De constructie tot + onbepaalde wijs + s is niet beperkt tot het werkwoord zien. Vroeger ging het voorzetsel tot gepaard met een genitief; restanten daarvan zijn tot walgens toe, tot schreiens toe en tot ziens. Zo is het tegenwoordig bij het afbreken van een telefoongesprek niet ongebruikelijk dat iemand zich de woorden tot wederhorens of tot bels/bellens laat ontvallen. Met deze afscheidsgroet wordt de verwachting of de hoop uitgesproken dat er in de toekomst een moment zal komen waarop een van de gesprekspartners de moeite neemt om telefonisch contact op te nemen. Iets soortgelijks ligt ook besloten in de uitdrukking tot schrijvens, die weleens aan het eind van een brief prijkt, of zelfs tot knufs en tot zoens in zeer persoonlijke correspondentie.

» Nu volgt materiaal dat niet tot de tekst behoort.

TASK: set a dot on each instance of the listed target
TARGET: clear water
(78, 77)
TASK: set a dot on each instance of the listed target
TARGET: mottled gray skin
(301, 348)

Behalve tot ziens bestaat er in het Nederlands nog een afscheidsgroet die betrekking heeft op het zintuiglijk waarnemen met de ogen: tot kijk. De betekenis van beide uitdrukkingen is dezelfde, maar wat de opbouw betreft wijken ze van elkaar af. Tot kijk bestaat uit het voorzetsel tot dat verbonden is met het zelfstandig naamwoord kijk. Waarom wel de vorm tot kijk is ontstaan, maar tot kijkens geen burgerrecht verkregen heeft in ons taalgebied, is mij niet bekend. Formeel gezien staat niets de afscheidsgroet tot kijkens in de weg. Het aantal lettergrepen lijkt niet van belang, want van het tweelettergrepige werkwoord schrijven is wel tot schrijvens afgeleid. En uit de formulering tot ziens blijkt dat ook de betekenis geen belemmering hoeft te zijn voor het ontstaan van de vorm tot kijkens.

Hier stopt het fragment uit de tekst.